Doug Holder:Tom for the last twenty-five years I have worked at the psychiatric hospital "McLean Hospital" in your hometown of Belmont, Mass., so I am aware of what the town is like. In your book "Little Children" you seem to fashion the setting after a town much like Belmont. The Boston Globe once opined that Belmont was the most "boring" town in the state. How is it for a writer?

Tom Perrotta: I live about ten minutes from Harvard Square, so my cultural life isn't limited to Belmont.

DH:From some of your novels that I read I get a sense of contempt for the 'burbs. Are you of the mindset that the suburbs are the home of "broad lawns and narrow minds" as Hemingway once wrote?

TP: I have no contempt for the suburbs whatsoever, and am puzzled when people observe that about the books. I grew up in the suburbs and live there now. "Little Children" isn't so much about a place as it is about a time of life--the period around age 30 when adulthood sets in for good--and about the ambivalence a lot of people of my generation feel about parenthood. Any of the dysfunction found in the suburbs can be found in the city and in the country, too.

DH: Were you influenced by any of the "chroniclers" of the suburbs such as: Cheever, Richard Yates, or Updike?

TP: Updike's Rabbit books are a huge influence. I particularly love "Rabbit Redux," the novel in which Updike creates a microcosm of the 60s in one house. I tried, in my own modest way, to achieve something similar in "The Abstinence Teacher."

DH: Any favorite Somerville-based writers?

TP: Steve Almond, Pagan Kennedy

DH: Did you ever dabble in poetry?

TP: Nope.

DH:This will be your second appearance in "The Somerville News Writers' Festival". We are quite grateful. I am aware that you will be on tour and will be reading at larger venues, across the country. Do you have a commitment to the local literary community?

TP: I love the local writing community--I think it rivals any in the country--and I enjoy my hometown events way more than I enjoy being on the road,

DH: Are you a frequent visitor to Porter Square Books and McIntyre and Moore?

TP: They're both excellent stores, though for some reason I don't get to them as often as I'd like. I end up doing a lot of my book shopping in Harvard Square.

DH: Can you tell us briefly about your new book: "Abstinence Teacher?"
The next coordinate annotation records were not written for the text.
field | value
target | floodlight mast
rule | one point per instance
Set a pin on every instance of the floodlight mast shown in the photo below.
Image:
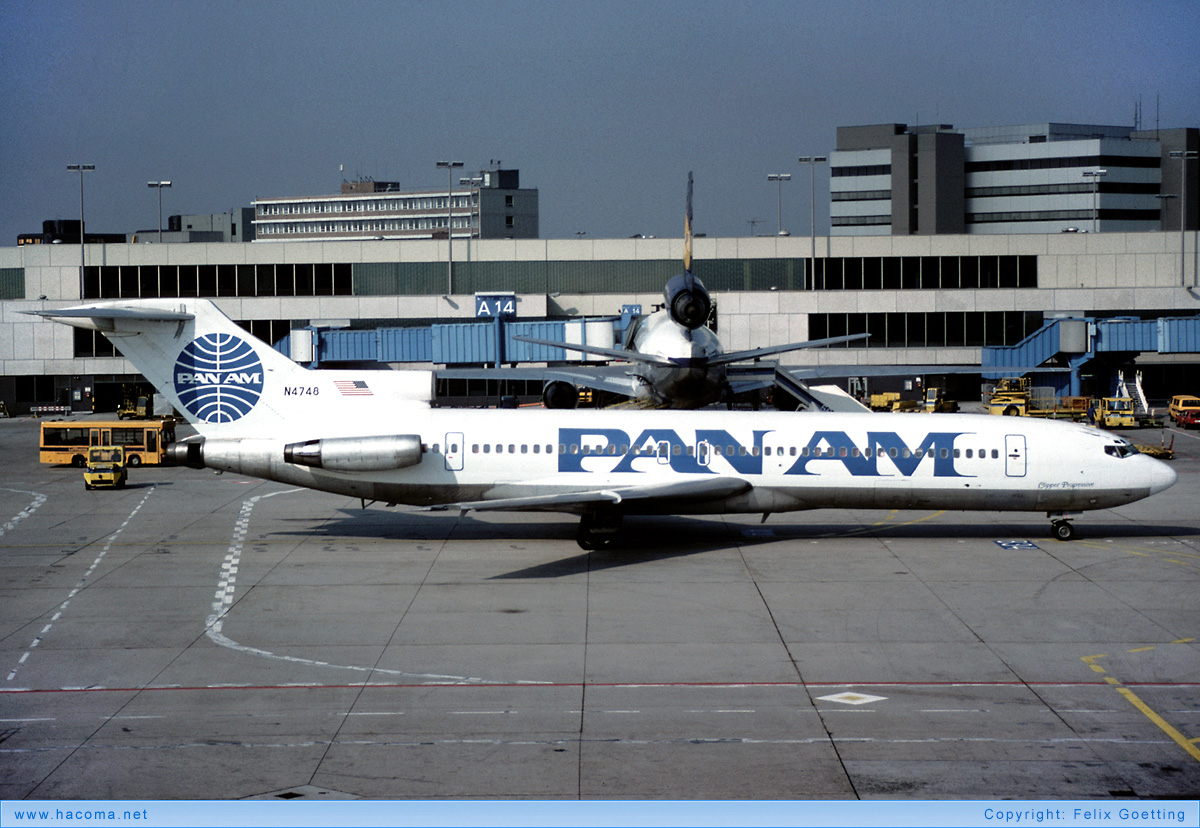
(81, 169)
TP: "The Abstinence Teacher" is a novel inspired by the culture war that's been going on for the past twenty years or so. It has two main characters, one a liberal sex education teacher, the other a born-again Christian, who live in the same community, and whose daughters play on the same youth soccer team. The novel explores the separate worlds that they live in, and also tries to shed some light on the things they have in common as well as on the things that divide them.

DH:It is a popular notion in literary circles that Hollywood can ruin a writer. William Faulkner said that if you are going to be ruined, you could be ruined anywhere--or words to that affect. What's your take?

TP: Faulkner spent some time in Hollywood, and it didn't seem to ruin him. I like movies, and I like writing for them. I just don't see any downside to it, as long as I can set aside the time to keep writing fiction.